Justin Bertram Fri, 25 Aug 2023 21:08:37 -0700

> We don't have HA enabled.

In ActiveMQ Artemis the idea of "split-brain" [1] is predicated on an HA
configuration. In short, it's what we call what happens when both a primary
and backup server are active at the same time serving the same messages to
clients. Given that you're not using HA then "split-brain" doesn't seem to
apply here.


What specifically do you mean when you use the term "split-brain"? Are you
talking about the situation where 2 active nodes in the cluster are not
communicating properly?

> We configured it using JGroups with TCP because it's not possible to do
IP multicast across AZs in AWS.

Why not just use the "static" connector configuration offered via the
normal configuration?

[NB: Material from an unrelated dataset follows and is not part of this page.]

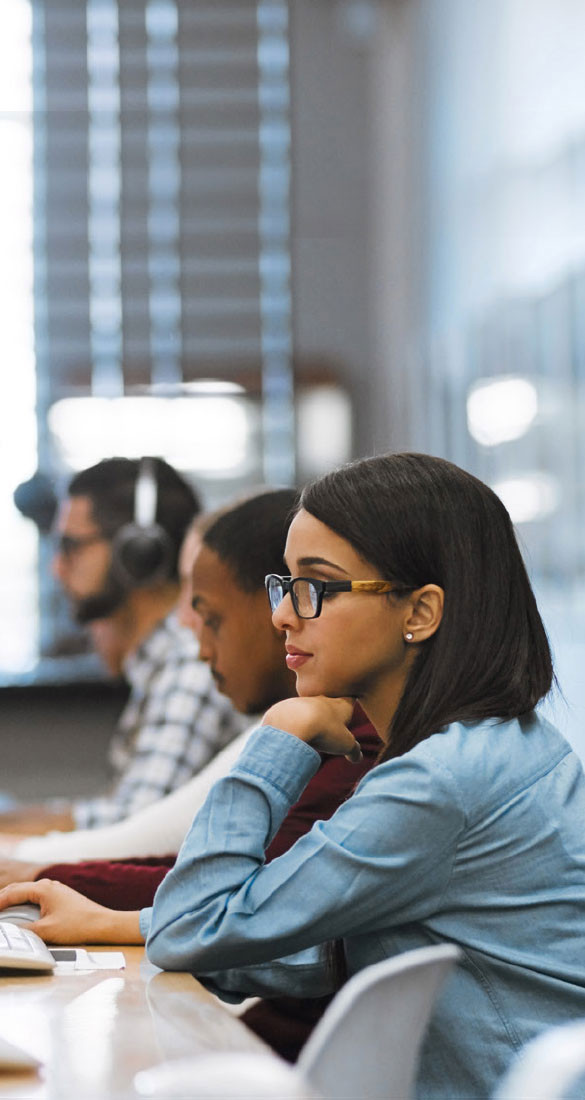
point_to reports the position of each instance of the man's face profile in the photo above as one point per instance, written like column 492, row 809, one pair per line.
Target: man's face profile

Typically folks who configure JGroups use something
more exotic for cloud-based use-cases like S3_PING [2] or KUBE_PING [3].

> ...we didn't expect our load (600 msg/sec) to be enough to justify
investing in this kind of broker affiliation.

Fair enough. I brought up the connection router because many folks seem to
be under the impression that clustering is just a silver bullet for more
performance without understanding the underlying implications of clustering.

> What we did NOT expect is this kind of "wedged" behavior in which Artemis
finds itself and is not able to recover until we physically kill the
instance that is accumulating messages.

That's certainly problematic and not something I would expect either.
Occasional administrative restarts seems like a viable short-term
work-around, but the goal would be to identify the root cause of the
problem so it can either be addressed via configuration or code (i.e. a bug
fix). At this point I can't say what the root cause is.

You said that you tried using -1 as the producer-window-size on the
cluster-connection and that it caused even more problems. What were those
problems? Did you try any other values greater than the default (i.e.
1048576 - 1MiB)? If not, could you?

How long has this deployment been running before you saw this issue? Has
anything changed recently? Version 2.30.0 was only recently released. Did
you use another version previously? If so, did you see this problem in the
previous version?

How large are the messages that you are sending?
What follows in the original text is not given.